= Derrick Z. Jackson =

American journalist

Derrick Zane Jackson (born July 31, 1955, in Milwaukee, Wisconsin) is a nature photographer and journalist for The Boston Globe.

Jackson's views are considered liberal, and he often addresses politics, racial as well as environmental issues in his twice-weekly column. Jackson is known for his annual columns discussing graduation rates of college football and basketball teams. During each year's March Madness, he devotes several columns to discussing the graduation rates of the participating teams.

A native Milwaukeean and graduate of John Marshall High School, Jackson has a bachelor's degree in journalism from the University of Wisconsin–Milwaukee. He attended Harvard University on a Nieman Fellowship in 1984, and is the recipient of various honorary degrees.
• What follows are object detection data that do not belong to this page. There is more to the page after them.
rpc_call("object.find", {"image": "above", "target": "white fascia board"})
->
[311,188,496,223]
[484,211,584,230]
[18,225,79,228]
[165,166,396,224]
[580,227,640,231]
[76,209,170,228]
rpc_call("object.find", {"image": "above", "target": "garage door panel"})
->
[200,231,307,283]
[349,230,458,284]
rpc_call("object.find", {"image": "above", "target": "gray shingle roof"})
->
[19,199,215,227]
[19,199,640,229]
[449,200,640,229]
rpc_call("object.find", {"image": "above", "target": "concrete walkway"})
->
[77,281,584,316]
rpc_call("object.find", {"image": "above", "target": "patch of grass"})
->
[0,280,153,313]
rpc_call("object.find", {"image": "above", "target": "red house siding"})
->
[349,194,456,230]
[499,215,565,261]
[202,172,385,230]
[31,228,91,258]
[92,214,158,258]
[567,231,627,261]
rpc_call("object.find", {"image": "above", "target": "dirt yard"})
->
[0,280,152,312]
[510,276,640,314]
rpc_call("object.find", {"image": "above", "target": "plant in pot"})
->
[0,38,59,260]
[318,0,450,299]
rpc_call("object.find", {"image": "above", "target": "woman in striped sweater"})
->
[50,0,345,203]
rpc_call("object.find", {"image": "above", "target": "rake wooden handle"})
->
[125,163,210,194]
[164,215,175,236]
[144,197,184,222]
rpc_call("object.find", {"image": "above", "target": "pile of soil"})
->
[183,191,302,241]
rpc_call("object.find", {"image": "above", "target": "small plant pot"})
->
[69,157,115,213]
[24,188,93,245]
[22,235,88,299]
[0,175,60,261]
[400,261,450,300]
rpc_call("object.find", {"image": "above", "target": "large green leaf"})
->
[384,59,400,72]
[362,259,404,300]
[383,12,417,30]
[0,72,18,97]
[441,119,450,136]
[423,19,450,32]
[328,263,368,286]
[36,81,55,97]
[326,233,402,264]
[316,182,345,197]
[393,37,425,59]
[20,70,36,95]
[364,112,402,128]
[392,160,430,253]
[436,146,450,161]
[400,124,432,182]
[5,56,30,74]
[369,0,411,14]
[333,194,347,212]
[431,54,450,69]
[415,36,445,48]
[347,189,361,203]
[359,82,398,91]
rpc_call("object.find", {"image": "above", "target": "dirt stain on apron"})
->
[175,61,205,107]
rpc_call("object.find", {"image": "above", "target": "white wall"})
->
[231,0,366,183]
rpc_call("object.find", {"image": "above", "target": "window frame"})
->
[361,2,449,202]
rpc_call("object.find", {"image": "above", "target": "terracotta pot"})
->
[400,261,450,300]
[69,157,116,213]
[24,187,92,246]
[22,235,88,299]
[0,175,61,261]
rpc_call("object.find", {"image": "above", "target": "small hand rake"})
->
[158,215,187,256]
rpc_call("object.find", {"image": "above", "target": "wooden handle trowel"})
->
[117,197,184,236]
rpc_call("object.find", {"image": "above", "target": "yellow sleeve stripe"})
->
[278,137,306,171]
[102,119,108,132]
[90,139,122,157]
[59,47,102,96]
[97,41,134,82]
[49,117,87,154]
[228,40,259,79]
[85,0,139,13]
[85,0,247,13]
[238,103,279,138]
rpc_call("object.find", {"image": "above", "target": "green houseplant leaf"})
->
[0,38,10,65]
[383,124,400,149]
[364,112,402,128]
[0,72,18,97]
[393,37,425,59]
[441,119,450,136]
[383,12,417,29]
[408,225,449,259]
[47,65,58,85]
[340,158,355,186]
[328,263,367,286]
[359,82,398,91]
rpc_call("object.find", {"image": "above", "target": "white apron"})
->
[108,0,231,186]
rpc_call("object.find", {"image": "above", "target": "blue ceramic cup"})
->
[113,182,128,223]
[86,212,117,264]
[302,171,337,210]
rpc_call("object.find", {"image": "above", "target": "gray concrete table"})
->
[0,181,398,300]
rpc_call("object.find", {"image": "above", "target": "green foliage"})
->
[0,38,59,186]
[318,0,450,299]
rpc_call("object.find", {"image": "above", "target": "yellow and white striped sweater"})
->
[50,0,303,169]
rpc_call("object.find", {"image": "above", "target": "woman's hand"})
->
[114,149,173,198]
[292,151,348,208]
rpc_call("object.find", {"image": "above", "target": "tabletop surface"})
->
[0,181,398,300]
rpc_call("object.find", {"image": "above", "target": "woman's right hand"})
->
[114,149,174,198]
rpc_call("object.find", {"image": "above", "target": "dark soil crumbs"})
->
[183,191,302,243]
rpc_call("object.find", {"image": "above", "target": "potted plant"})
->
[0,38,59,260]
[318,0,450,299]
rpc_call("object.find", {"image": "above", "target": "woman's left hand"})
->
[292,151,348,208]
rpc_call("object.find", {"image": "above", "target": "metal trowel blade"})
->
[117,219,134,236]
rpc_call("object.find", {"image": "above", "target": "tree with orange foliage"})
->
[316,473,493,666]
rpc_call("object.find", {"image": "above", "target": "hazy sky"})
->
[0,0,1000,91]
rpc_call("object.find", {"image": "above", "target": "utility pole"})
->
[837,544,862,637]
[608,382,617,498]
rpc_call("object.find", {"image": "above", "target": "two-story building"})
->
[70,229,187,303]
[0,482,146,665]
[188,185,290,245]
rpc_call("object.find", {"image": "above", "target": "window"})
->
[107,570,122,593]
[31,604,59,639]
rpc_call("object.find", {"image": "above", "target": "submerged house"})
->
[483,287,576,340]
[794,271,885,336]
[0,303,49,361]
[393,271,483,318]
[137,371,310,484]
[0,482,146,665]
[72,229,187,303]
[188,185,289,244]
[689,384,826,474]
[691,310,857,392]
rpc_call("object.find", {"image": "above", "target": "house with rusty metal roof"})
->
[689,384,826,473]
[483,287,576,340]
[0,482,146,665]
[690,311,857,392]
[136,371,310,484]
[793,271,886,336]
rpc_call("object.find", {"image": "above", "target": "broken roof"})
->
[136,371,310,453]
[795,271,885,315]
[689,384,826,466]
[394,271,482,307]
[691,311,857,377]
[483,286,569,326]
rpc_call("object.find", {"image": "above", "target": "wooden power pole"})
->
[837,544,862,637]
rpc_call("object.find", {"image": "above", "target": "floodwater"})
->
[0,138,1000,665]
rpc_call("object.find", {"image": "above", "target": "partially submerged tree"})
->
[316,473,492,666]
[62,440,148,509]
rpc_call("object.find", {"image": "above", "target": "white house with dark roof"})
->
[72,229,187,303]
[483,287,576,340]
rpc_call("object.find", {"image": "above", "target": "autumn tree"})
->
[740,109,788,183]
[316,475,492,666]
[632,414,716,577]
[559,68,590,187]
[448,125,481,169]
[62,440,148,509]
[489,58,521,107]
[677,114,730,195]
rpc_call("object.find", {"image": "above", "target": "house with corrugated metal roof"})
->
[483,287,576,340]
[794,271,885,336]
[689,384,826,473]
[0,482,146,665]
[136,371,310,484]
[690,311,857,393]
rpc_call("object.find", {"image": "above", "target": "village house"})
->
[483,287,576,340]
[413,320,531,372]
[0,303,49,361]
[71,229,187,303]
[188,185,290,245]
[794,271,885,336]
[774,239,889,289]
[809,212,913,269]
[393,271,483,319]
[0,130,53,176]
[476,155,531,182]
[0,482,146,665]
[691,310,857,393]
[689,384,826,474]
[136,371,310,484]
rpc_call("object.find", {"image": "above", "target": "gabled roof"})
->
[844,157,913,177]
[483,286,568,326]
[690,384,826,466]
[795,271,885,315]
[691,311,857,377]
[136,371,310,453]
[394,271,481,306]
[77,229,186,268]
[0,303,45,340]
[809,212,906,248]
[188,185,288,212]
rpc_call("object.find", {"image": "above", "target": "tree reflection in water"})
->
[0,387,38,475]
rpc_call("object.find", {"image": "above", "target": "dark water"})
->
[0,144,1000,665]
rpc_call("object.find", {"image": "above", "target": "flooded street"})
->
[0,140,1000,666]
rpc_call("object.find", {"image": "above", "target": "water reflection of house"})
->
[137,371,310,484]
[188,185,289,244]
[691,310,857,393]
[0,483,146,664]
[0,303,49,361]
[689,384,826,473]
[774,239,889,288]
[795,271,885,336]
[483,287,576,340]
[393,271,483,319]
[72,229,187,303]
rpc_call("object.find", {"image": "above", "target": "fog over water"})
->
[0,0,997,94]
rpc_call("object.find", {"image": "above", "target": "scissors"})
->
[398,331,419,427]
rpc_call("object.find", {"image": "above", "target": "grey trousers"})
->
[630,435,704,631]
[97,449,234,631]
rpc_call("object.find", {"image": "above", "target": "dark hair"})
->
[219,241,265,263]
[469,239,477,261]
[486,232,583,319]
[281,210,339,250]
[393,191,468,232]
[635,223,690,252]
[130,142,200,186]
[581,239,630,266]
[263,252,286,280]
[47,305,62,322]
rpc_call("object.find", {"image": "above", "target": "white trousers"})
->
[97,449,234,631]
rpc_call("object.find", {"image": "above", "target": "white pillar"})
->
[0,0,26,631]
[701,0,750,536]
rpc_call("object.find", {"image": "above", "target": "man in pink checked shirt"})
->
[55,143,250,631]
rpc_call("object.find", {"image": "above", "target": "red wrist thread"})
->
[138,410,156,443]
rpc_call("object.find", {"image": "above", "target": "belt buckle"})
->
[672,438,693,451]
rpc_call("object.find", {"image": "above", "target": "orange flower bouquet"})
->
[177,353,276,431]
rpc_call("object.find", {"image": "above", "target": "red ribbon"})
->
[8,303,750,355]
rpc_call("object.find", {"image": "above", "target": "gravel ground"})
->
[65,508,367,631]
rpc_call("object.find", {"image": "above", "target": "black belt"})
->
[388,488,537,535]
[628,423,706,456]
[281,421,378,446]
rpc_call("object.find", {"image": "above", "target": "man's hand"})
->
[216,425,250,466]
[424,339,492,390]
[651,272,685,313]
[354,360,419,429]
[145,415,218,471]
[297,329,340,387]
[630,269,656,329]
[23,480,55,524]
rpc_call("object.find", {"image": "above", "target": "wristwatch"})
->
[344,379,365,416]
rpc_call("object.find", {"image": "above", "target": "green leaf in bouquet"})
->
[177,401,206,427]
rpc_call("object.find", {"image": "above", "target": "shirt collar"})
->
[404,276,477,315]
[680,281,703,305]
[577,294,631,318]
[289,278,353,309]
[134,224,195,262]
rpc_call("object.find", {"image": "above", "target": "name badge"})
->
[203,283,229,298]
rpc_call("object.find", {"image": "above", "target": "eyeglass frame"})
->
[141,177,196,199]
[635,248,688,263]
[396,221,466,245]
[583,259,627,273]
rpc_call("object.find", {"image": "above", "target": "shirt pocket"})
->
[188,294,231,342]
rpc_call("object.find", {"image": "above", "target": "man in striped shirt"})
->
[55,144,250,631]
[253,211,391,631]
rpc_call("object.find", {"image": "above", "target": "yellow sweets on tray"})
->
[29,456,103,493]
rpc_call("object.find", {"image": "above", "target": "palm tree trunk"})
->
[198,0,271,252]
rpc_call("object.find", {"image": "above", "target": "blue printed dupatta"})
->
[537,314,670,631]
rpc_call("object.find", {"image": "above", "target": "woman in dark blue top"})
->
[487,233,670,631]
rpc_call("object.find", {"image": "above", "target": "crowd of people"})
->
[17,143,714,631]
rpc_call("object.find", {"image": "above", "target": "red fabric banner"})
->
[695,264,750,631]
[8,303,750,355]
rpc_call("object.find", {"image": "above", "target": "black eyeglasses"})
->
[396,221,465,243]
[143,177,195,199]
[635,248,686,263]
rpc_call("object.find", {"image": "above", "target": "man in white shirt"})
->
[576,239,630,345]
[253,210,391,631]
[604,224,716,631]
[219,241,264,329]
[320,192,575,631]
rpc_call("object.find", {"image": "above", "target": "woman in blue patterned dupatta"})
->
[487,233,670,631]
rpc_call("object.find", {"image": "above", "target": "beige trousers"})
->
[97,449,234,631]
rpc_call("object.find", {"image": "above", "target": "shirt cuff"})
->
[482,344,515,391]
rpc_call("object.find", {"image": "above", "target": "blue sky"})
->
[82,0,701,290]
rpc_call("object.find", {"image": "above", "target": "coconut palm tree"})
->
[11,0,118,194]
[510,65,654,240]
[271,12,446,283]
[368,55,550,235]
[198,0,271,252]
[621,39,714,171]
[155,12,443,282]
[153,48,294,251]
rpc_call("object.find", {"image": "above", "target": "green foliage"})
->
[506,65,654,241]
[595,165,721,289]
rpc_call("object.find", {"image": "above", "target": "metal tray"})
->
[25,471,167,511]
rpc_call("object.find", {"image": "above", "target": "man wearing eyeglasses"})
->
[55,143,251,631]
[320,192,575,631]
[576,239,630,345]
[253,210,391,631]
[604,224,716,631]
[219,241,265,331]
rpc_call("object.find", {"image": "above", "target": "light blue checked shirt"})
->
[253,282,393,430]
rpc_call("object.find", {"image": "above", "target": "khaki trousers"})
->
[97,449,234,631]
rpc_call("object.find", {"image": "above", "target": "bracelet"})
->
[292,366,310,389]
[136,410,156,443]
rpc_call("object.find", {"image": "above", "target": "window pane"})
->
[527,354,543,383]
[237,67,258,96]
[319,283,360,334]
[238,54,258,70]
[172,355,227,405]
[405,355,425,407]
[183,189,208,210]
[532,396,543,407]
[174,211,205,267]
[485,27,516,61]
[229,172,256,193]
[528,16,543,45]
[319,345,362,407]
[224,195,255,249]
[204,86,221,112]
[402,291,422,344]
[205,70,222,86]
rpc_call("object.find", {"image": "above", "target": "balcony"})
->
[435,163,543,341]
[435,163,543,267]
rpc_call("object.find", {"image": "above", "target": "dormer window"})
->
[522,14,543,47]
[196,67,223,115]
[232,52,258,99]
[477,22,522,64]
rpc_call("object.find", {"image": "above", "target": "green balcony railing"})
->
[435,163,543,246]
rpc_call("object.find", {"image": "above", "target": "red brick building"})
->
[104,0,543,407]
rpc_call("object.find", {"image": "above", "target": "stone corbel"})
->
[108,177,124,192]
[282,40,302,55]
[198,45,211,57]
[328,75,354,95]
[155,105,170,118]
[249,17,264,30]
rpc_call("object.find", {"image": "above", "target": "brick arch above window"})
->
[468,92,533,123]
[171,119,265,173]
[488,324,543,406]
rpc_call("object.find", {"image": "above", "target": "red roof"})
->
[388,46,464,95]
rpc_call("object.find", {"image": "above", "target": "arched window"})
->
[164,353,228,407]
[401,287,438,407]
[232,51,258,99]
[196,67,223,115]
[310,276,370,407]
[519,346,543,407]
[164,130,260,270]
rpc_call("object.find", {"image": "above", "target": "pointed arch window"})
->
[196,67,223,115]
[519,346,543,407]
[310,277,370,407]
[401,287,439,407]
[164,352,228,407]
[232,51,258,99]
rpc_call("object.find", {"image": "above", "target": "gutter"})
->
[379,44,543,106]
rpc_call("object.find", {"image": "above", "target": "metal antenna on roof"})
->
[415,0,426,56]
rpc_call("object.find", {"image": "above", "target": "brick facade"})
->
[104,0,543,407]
Jackson has also been and integral part of Audubon's Seabird Institute (previously known as Project Puffin). He has worked as an instructor teaching photography at Hog Island Audubon Camp's Arts & Birding week, and has done work documenting the Seabird Institute's work with birds such as Roseate Terns and Atlantic Puffins.

==Publications==
In 2015, Jackson co-authored the book Project Puffin: The Improbable Quest to Bring a Beloved Seabird Back to Egg Rock with Dr. Stephen W. Kress. In 2020, they published a followup, The Puffin Plan – Restoring Seabirds to Egg Rock and Beyond. The books tell the story of Project Puffin, a conservation initiative from the National Audubon Society.